- Born: Judith Mary Fitzsimons 19 September 1929 Cardiff, Wales, UK
- Died: 24 May 2019 (aged 89)
- Education: St Mary's Catholic School, Bishop's Stortford
- Alma mater: University of Cambridge St Mary's Hospital, London
- Spouse: Derek Hockaday
- Scientific career
- Institutions: Great Ormond Street Hospital Massachusetts General Hospital University of Oxford Addenbrooke's Hospital St Mary's Hospital, London John Radcliffe Hospital
- Thesis: The results of treatment of tuberculous meningitis (1960)

= Judith Hockaday =

British neurologist

Judith Mary Hockaday (née Fitzsimons) (19 September 1929 – 24 May 2019) was a British neurologist who contributed to the development of paediatric neurology. She contributed extensively to understanding of childhood migraine, and was a founding member of the British Paediatric Neurology Association.

== Early life and education ==
Hockaday was born in Cardiff. Her parents were both Irish physicians: her mother a general practitioner and her father a surgeon. She was educataed at St Mary's Catholic School, Bishop's Stortford and Lady Margaret House, Cambridge. She attended Girton College, Cambridge, where she studied the Natural Sciences Tripos funded by an exhibition scholarship. She was clinically trained at St Mary's Hospital, London. and awarded her PhD from the University of Cambridge in 1960.

== Research and career ==
Hockaday worked in general medicine at St Mary's Hospital, and as a house surgeon at Addenbrooke's Hospital. Although she had originally intended to specialise as a chest physician, Hocakaday started researching tuberculosis for her PhD. She was appointed as a registrar in the tuberculous meningitis unit in what became the John Radcliffe Hospital Department of Neurology. At the time, the unit was spread over two hospitals, the Osler Pavilion and the Military Hospital. The unit was directed by Honor Smith, and the military section was staffed by both military personnel and civilian consultants. There, Hocakaday met her husband, Derek Hockaday, who was part of the Royal Army Medical Corps. She completed her doctorate on the treatment of tuberculous meningitis in 1960, and joined the University of Oxford Department of Neurology as a registrar. This position involved being responsible for inpatients at Stoke Mandeville Hospital.

After the birth of her first child, Hocakday became interested in paediatric neurology. She joined the paediatric neurology ward service at the Massachusetts General Hospital, where her husband was completing a fellowship. She trained in electroencephalography. She eventually returned to Oxford, where she became interested in migraine. She was made an honorary registrar at Great Ormond Street Hospital, where she researched migraine in childhood. She was awarded the British Migraine Association gold medal for research in 1977.

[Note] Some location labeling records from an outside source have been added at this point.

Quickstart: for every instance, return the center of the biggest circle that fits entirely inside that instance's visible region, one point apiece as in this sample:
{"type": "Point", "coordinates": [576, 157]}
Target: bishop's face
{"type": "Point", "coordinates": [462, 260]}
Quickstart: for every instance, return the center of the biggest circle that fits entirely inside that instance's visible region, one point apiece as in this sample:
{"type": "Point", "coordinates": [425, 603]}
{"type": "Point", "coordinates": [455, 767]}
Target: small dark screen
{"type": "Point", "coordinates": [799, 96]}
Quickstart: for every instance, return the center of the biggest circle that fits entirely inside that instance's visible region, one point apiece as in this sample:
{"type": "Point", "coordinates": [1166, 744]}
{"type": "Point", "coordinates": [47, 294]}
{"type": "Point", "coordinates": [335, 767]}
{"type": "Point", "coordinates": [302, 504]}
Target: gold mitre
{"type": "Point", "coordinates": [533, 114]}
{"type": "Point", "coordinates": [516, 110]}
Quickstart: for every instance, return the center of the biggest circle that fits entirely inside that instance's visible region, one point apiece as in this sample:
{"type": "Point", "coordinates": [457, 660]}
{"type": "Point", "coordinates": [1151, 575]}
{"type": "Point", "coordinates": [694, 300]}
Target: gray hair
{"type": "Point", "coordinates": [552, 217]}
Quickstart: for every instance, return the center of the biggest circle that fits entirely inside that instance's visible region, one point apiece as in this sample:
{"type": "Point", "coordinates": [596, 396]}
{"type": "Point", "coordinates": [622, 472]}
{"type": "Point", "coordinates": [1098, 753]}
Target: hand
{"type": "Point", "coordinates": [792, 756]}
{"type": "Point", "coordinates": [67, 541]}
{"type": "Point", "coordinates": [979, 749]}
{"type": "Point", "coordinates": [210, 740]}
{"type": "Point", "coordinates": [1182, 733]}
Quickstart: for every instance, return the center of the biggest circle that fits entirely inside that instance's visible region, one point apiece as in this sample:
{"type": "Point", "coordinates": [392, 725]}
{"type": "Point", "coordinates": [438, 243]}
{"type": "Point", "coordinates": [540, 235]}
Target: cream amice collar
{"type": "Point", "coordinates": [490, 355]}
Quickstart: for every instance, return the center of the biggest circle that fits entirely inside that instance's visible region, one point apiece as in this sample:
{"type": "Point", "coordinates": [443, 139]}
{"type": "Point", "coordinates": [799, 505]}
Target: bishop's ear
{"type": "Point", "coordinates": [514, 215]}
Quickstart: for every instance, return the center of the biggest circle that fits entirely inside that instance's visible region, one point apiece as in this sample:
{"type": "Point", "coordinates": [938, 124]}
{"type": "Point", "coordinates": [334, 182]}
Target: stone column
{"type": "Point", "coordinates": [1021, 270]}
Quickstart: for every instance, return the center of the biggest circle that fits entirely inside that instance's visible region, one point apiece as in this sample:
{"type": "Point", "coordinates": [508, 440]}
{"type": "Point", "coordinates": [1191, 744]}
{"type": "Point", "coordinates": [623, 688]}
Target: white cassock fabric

Hockaday specialised in headache, epilepsy and language disorders. She developed a hub-and-spoke neurological service in the Thames Valley. She was a founding member of the British Paediatric Neurology Association.

=== Selected publications ===
- Migraine in childhood; and other non-epileptic paroxysmal disorders.
- Electroencephalographic Change in Acute Cerebral Anoxia from Cardiac or Respiratory Arrest
- Basilar migraine in childhood
- Childhood mitochondrial myopathy with ophthalmoplegia

===Awards and honours===
She was awarded Membership of the Royal Colleges of Physicians of the United Kingdom in 1955.

== Personal life ==
Hockaday had three children. She dedicated her retirement to gardening, botanical art, travelling and community work. Hocakday died of peritoneal carcinoma in 2019.